Edit: After reading my reply I realize that this is also true for interactions with other people. I like interacting with people who give me a 1 sentence response to my question, and only start elaborating and going on tangents and down rabbit holes upon request.

philipwhiuk a day ago | parent | next [-]

> All AI models of the future will give an immediate result, with more and more innovation in mechanisms and UX to drill down further on request.

I doubt it. In fact I would predict the speed/detail trade-off continues to diverge.

confirmmesenpai a day ago | parent | prev | next [-]

> Imagine waiting for a minute until Google spits out the first 10 results.

what if the instantaneous responses make you waste 10 min realizing they were not what you searched for?

rho4 a day ago | parent [-]

I understand your point, but I still prefer instantaneous responses.

Only when the immediate answers become completely useless will I want to look into slower alternatives.

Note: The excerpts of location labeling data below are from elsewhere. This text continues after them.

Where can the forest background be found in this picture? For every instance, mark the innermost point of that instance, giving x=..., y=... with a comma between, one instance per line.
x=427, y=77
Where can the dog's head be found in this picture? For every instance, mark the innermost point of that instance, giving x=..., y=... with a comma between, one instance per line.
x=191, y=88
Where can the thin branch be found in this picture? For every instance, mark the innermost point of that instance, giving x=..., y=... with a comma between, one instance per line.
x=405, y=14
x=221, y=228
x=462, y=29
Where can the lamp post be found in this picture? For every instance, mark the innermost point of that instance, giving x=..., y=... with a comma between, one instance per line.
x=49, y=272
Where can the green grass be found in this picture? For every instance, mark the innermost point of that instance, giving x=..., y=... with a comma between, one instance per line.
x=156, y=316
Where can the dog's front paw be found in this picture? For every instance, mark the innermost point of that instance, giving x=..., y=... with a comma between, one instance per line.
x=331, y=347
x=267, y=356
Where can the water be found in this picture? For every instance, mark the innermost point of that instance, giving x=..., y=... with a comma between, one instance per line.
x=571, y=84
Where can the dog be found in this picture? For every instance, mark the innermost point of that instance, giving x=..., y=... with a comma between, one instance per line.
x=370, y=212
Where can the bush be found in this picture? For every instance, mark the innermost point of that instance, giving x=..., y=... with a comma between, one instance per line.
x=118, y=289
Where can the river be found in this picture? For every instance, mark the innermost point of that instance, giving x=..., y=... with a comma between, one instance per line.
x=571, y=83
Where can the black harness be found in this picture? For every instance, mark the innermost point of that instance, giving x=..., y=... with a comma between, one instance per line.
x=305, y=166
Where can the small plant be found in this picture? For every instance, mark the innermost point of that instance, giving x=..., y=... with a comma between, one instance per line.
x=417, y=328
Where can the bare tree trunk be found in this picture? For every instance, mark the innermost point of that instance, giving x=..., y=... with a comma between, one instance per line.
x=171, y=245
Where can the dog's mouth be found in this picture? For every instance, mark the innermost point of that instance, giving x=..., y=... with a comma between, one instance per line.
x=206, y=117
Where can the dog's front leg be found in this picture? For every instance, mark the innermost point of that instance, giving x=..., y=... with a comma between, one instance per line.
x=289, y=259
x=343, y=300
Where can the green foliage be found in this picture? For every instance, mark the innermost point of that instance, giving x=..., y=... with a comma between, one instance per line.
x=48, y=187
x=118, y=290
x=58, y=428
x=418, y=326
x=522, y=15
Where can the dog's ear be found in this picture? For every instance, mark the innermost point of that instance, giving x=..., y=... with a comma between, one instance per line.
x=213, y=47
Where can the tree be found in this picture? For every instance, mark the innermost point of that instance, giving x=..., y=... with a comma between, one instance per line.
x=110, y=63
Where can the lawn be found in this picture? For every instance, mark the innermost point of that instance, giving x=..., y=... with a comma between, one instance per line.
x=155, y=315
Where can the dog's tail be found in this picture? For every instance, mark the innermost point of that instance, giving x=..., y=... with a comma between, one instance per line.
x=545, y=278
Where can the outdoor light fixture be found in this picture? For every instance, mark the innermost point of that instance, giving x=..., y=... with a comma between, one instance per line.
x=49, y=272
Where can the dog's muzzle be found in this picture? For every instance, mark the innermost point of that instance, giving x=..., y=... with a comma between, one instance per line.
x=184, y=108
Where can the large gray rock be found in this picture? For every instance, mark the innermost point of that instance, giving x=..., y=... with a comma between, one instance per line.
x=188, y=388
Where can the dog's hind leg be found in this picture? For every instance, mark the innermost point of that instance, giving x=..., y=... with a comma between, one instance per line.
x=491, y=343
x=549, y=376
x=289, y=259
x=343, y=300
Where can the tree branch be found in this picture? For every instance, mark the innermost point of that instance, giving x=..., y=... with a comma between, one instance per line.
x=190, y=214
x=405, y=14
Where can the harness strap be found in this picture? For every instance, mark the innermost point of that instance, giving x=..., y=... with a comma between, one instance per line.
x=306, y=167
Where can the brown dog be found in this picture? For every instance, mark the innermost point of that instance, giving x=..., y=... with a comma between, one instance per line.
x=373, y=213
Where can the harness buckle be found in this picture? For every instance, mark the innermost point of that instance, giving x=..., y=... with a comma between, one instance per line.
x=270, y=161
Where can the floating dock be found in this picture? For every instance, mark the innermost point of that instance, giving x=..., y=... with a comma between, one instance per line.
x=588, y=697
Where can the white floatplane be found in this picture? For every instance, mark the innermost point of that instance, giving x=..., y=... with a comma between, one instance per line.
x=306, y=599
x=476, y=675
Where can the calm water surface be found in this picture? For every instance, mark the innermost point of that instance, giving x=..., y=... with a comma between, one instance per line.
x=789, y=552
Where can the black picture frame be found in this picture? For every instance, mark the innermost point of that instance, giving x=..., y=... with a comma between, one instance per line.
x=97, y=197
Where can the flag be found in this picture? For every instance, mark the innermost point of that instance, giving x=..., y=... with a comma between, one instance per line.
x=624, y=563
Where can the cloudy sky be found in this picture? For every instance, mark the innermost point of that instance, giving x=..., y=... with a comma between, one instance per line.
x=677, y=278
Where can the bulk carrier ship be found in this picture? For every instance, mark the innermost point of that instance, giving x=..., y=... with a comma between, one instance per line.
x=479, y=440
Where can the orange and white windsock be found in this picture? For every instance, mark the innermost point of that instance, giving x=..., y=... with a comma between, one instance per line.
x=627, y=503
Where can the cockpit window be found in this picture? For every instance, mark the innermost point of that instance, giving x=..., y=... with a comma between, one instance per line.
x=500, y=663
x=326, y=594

But first "show me what you've got so far", and let me decide whether it's good enough or not.

confirmmesenpai a day ago | parent [-]

I am already at that point. when I need to search something more complex than exact keyword match, I don't even bother googling it anymore, I just ask chatgpt to research it for me and read it's response 5 min later.

rho4 a day ago | parent [-]

Yes, I feel the same recently with Google results. But I think I would still like to see the immediate 10 results, along with a big button "Try harder - not feeling very lucky".

unparagoned a day ago | parent | prev [-]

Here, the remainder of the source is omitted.